Honestly, I don't really notice a big difference in having 4 cats compared to when we used to just have 2 or 3. Just a bit more food and cat litter. The good thing about cats is they don't take up a lot of room and are very quiet for the most part. We won't be adding more anytime soon, though. :bowl:


----------



## Sophie_Mom (Jan 21, 2009)

Well, I definitely don't have the "cats are gross" block going on here, so that doesn't help.  It's not too different than the dogs walking around the backyard, right??


----------



## BayBeams (Jan 3, 2010)

I used to have 2 dogs with 5 cats, I now have three cats. It was one of those situations where I had two elderly cats and an adolescent when two kittens needed a home. One I found at work with a broken femur and needed abdominal surgery. I am a softie for an animal in need so I took them in. They are best buddies now and my two older cats long ago crossed the bridge. 
My home will always have more than one cat.


----------



## Sophie_Mom (Jan 21, 2009)

For sure - ours will too. Two has been no problem at all..... But FOUR??? Ohhh, but I want them....


----------



## Aireal (Sep 15, 2011)

I say keep em!!! But at one point with my guys, some fosters and personal rescues I've had up to 4 cats and 8 dogs so.....


----------



## tedatac1 (Aug 15, 2010)

We have 2 dogs, 6 cats, and a rabbit. Adopted the 2 new cats about a month ago (Smokey and Bandit). Really haven't noticed the different from 2 cats to 4 and now to 6. No more for us currently though until we get moved (hopefully to someplace in Wisconsin), but it's really hard saying no when someone asks us to take in their pet.


----------



## Elisabeth Kazup (Aug 23, 2008)

Twenty-eight.


----------



## SandyK (Mar 20, 2011)

I think you should go for it!! If your husband says he doesn't care...give it a whirl. If it doesn't work for some reason you can find them a new home.


----------



## mylissyk (Feb 25, 2007)

I think it is entirely up to your comfort level. Myself, personally, four dogs and 1 cat are pushing my limits (I have my two dogs and also two foster dogs). 

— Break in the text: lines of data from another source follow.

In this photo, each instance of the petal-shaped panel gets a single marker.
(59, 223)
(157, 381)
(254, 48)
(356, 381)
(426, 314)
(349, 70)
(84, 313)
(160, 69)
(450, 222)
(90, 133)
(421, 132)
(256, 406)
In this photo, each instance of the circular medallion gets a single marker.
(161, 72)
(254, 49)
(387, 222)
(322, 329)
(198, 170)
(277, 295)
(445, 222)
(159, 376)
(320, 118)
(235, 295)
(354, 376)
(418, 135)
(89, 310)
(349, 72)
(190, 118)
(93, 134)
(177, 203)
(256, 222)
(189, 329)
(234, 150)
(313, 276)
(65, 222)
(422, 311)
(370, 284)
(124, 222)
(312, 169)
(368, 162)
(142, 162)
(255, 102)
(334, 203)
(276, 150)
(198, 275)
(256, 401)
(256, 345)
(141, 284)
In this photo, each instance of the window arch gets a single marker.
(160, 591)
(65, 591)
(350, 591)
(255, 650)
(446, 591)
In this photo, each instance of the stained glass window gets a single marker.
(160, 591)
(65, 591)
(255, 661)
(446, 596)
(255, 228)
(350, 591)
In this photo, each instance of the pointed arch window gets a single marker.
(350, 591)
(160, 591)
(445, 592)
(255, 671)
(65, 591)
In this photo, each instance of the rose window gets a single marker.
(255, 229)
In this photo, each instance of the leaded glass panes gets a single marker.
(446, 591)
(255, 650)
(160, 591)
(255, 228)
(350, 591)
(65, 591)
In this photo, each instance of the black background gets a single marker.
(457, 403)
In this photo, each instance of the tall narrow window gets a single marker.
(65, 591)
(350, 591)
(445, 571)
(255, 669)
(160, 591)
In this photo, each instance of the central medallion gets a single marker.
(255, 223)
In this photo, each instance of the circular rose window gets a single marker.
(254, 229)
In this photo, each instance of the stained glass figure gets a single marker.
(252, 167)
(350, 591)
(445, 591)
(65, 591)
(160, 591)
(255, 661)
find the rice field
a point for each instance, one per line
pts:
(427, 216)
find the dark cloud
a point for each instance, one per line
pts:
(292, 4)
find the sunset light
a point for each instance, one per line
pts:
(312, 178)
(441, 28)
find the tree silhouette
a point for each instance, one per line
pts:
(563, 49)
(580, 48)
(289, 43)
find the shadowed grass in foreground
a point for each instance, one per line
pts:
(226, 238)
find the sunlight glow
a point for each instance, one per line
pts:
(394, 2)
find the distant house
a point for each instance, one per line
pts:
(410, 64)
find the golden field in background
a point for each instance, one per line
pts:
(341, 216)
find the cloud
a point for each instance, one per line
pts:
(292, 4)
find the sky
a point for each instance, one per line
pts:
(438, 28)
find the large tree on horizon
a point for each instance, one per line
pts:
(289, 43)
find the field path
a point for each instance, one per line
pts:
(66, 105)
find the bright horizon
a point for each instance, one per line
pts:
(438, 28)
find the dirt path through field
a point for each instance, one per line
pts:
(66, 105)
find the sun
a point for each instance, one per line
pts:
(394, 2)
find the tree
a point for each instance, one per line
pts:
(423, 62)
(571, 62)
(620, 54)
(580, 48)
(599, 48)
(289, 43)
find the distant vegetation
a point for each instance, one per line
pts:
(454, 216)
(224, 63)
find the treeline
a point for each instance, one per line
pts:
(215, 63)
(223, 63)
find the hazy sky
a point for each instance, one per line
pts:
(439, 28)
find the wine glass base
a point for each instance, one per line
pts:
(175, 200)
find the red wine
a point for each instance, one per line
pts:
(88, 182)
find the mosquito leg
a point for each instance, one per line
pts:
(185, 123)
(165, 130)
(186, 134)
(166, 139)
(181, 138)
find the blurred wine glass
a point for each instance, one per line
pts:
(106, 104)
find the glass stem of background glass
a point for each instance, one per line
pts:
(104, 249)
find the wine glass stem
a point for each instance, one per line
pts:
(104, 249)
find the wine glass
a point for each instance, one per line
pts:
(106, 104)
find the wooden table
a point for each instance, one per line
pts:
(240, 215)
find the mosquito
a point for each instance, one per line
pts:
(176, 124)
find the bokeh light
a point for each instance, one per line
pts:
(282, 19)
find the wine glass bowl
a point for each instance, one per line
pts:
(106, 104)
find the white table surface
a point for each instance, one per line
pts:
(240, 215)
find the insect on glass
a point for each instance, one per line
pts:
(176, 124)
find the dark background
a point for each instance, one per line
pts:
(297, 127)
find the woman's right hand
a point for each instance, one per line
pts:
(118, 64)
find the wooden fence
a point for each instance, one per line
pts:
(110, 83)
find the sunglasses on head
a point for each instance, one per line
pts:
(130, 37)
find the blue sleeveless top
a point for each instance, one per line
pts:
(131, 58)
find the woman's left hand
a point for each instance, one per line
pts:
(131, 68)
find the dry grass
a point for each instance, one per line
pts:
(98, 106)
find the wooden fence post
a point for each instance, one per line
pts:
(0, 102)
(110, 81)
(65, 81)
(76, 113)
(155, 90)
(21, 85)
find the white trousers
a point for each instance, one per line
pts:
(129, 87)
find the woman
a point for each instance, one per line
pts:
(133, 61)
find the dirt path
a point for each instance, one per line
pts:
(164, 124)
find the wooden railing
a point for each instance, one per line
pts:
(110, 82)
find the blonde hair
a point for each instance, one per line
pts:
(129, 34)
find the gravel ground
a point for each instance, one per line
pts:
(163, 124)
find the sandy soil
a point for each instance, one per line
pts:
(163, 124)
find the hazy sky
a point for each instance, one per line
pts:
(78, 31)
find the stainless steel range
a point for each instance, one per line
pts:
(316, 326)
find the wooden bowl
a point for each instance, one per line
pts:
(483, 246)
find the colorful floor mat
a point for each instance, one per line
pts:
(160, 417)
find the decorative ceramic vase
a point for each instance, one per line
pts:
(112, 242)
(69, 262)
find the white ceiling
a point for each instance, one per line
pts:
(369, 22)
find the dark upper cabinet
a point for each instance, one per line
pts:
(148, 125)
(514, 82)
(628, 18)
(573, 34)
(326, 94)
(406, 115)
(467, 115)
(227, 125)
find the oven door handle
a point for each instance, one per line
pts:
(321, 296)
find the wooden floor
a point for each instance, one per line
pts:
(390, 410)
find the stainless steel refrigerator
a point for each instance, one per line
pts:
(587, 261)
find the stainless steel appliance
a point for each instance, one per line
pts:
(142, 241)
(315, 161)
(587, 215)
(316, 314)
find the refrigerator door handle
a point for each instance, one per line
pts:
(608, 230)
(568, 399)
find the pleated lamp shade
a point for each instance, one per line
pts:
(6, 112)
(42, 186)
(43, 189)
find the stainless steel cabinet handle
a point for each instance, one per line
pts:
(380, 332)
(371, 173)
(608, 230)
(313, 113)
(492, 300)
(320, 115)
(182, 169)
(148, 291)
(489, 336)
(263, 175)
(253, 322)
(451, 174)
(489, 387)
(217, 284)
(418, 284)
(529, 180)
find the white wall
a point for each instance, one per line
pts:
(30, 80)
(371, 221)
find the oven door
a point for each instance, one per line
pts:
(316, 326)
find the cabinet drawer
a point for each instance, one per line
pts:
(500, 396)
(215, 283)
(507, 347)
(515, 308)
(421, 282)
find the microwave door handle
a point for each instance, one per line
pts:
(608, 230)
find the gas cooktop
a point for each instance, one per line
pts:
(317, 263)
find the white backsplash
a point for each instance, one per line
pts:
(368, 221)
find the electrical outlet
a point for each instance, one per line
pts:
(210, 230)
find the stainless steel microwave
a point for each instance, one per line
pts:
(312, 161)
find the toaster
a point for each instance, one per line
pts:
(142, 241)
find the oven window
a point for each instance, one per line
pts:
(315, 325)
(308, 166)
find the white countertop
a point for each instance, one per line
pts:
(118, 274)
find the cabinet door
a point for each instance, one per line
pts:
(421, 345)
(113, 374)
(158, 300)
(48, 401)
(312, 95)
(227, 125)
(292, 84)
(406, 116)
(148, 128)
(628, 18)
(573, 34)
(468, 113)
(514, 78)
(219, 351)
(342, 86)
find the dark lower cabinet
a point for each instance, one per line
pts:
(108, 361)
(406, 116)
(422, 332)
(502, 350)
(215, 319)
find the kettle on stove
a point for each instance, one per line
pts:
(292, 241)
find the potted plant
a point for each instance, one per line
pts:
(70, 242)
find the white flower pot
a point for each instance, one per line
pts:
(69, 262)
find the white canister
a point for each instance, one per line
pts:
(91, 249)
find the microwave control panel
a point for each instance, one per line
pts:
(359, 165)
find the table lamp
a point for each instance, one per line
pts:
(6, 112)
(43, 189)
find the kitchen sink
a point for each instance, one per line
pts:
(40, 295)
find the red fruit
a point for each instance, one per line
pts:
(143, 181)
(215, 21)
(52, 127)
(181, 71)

I think you really need to consider how much quality time each one would get, and are you able to provide vet care for that many? I do think there is a limit to everyone's capabilities to care for pets, your ability may be higher than some, or lower than some. If you are in a position emotionally, financially, and quality time available, and you really want them, then do.

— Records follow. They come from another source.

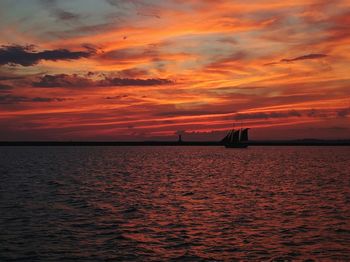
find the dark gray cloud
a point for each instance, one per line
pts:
(299, 58)
(14, 99)
(71, 81)
(262, 115)
(27, 56)
(134, 82)
(63, 80)
(343, 112)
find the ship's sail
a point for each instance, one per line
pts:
(235, 136)
(227, 138)
(244, 134)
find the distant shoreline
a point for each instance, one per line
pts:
(176, 143)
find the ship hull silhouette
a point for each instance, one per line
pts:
(236, 138)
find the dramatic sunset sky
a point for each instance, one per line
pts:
(134, 70)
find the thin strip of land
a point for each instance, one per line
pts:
(305, 142)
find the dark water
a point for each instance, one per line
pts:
(174, 203)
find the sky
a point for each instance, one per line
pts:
(150, 70)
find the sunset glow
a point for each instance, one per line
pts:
(140, 70)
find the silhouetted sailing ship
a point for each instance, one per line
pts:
(236, 138)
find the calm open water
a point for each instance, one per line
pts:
(174, 203)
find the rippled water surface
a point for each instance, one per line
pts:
(174, 203)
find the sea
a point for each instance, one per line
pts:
(174, 203)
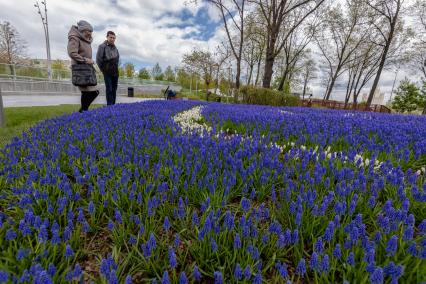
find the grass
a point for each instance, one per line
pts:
(20, 119)
(185, 93)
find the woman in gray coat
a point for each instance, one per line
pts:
(80, 51)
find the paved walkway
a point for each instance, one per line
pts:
(52, 100)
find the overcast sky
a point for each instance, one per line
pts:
(148, 31)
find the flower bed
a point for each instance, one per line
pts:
(185, 191)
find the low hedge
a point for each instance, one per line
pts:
(263, 96)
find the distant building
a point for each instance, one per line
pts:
(378, 98)
(43, 62)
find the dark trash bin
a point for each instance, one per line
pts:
(130, 92)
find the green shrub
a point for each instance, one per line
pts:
(263, 96)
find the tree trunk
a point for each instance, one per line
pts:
(330, 88)
(383, 59)
(250, 74)
(284, 78)
(237, 77)
(269, 65)
(258, 72)
(305, 85)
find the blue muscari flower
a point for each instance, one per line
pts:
(43, 234)
(67, 234)
(172, 258)
(314, 261)
(393, 271)
(422, 226)
(281, 242)
(237, 241)
(51, 269)
(351, 259)
(295, 237)
(392, 245)
(298, 220)
(56, 239)
(247, 272)
(182, 278)
(118, 217)
(69, 276)
(213, 245)
(218, 278)
(369, 256)
(238, 272)
(422, 254)
(80, 216)
(377, 276)
(105, 268)
(22, 253)
(245, 204)
(181, 210)
(337, 253)
(110, 225)
(265, 238)
(25, 277)
(257, 278)
(68, 251)
(301, 267)
(195, 220)
(91, 207)
(253, 194)
(113, 277)
(10, 235)
(325, 264)
(132, 240)
(229, 220)
(4, 276)
(408, 233)
(24, 228)
(176, 242)
(196, 274)
(165, 279)
(319, 246)
(282, 269)
(77, 271)
(329, 232)
(166, 224)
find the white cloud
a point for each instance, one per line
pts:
(148, 31)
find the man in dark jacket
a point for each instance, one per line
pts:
(107, 59)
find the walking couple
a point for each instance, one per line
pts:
(107, 58)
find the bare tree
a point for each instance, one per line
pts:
(386, 15)
(12, 47)
(294, 50)
(275, 13)
(221, 55)
(417, 53)
(308, 72)
(340, 35)
(202, 63)
(361, 69)
(233, 16)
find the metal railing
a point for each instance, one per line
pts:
(28, 72)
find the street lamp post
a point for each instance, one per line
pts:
(43, 17)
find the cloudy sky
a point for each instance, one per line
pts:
(148, 31)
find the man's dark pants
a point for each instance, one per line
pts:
(111, 83)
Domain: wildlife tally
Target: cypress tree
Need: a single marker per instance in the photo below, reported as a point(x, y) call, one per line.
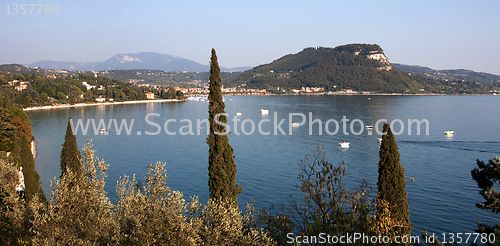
point(221, 165)
point(392, 185)
point(31, 177)
point(70, 155)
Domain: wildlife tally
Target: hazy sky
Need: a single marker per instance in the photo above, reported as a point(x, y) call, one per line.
point(436, 34)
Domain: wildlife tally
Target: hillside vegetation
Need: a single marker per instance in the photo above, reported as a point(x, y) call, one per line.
point(360, 67)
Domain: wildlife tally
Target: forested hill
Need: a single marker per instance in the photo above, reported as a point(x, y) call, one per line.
point(360, 67)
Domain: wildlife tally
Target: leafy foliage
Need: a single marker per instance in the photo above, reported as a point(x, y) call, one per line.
point(78, 213)
point(327, 206)
point(486, 176)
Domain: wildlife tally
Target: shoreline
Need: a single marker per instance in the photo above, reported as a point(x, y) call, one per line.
point(344, 94)
point(76, 105)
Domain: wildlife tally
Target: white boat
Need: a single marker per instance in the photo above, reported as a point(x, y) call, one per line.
point(344, 144)
point(103, 130)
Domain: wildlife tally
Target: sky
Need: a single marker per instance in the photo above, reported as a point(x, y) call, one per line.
point(436, 34)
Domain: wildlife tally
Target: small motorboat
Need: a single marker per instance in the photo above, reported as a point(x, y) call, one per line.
point(344, 144)
point(104, 130)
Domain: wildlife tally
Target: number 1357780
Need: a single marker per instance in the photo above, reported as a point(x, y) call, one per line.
point(14, 9)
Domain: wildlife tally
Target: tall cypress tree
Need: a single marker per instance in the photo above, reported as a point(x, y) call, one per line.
point(392, 184)
point(221, 165)
point(31, 177)
point(70, 155)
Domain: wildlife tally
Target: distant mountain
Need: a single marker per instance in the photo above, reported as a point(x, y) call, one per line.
point(450, 74)
point(360, 67)
point(143, 60)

Also keep in mind, most cities have city ordinances limiting the number of pets in a home, you probably should check that first.


----------



## HovawartMom (Aug 10, 2006)

4 cats is the same as 2!.
Go for it!.


----------



## sandyhp (Jan 21, 2008)

You can never be too rich, too thin or have too many dogs or cats..................


----------



## kwhit (Apr 7, 2008)

Just a few things to consider:

Be prepared to have _at least_ 5 litter boxes for 4 cats. Also, (maybe you already know this), the kittens can't use clumping litter for at least 6 months, so if that's the type of litter your other cats are used to, you have to either change their type or keep them all separate, which isn't really feasible. And changing litter can wreak havoc on some cats.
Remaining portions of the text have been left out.